Macrophages Mediate Antiviral Immunity and Repair of Type 2 Alveolar Epithelial Cells in a Human Stem Cell Model

The lung alveoli are constantly exposed to inhaled pathogens and inorganic hazards, relying on robust defence mechanisms to maintain homeostasis. Alveolar macrophages and type 2 alveolar epithelial cells (AT2s) collaborate to orchestrate protection. Compromised defence can dysregulate immunity and repair, leading to acute and chronic respiratory diseases. To better understand these processes and drive therapeutic discovery, human model systems that capture key cell interactions are essential. Here, we develop the first induced pluripotent stem cell (iPSC)-derived platform that integrates AT2 cells and macrophages in an air-liquid interface culture. Coculture enhanced AT2-specific gene expression and lipid synthesis, while macrophages actively phagocytosed AT2-derived surfactant. iPSC-derived AT2s supported macrophage survival by producing M-CSF and coculture promoted an alveolar macrophage-like phenotype.
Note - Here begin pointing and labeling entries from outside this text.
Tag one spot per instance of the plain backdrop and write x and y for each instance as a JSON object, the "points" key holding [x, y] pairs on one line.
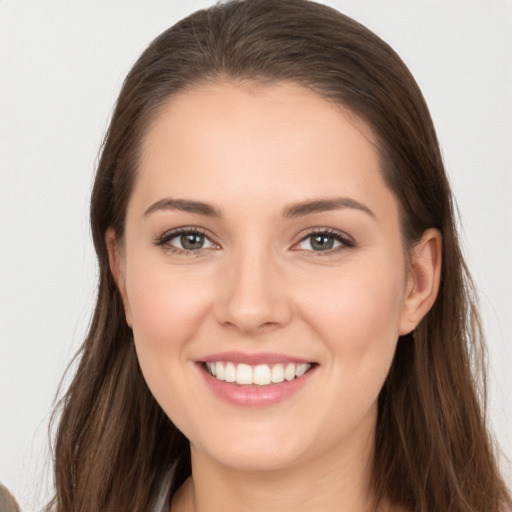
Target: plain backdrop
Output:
{"points": [[61, 67]]}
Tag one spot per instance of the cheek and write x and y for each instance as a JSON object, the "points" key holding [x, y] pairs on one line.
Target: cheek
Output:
{"points": [[357, 316]]}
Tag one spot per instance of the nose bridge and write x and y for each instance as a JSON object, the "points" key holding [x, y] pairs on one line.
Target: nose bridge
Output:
{"points": [[253, 297]]}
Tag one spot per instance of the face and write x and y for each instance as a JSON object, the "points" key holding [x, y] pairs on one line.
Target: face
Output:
{"points": [[263, 274]]}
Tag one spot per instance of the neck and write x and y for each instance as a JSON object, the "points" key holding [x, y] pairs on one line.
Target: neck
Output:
{"points": [[336, 481]]}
Additionally, during respiratory infection macrophages played a crucial role in modulating proinflammatory signalling, enhancing antiviral immunity, and restricting viral replication. Furthermore, we identify a role for iPSC-derived macrophages in epithelial repair, with VEGF signalling to macrophages increasing epithelial permeability. We present an iPSC-derived air-interface platform to study AT2-macrophage interactions in homeostasis, infection, and repair, providing insights into their potential roles in the initiation and progression of respiratory diseases.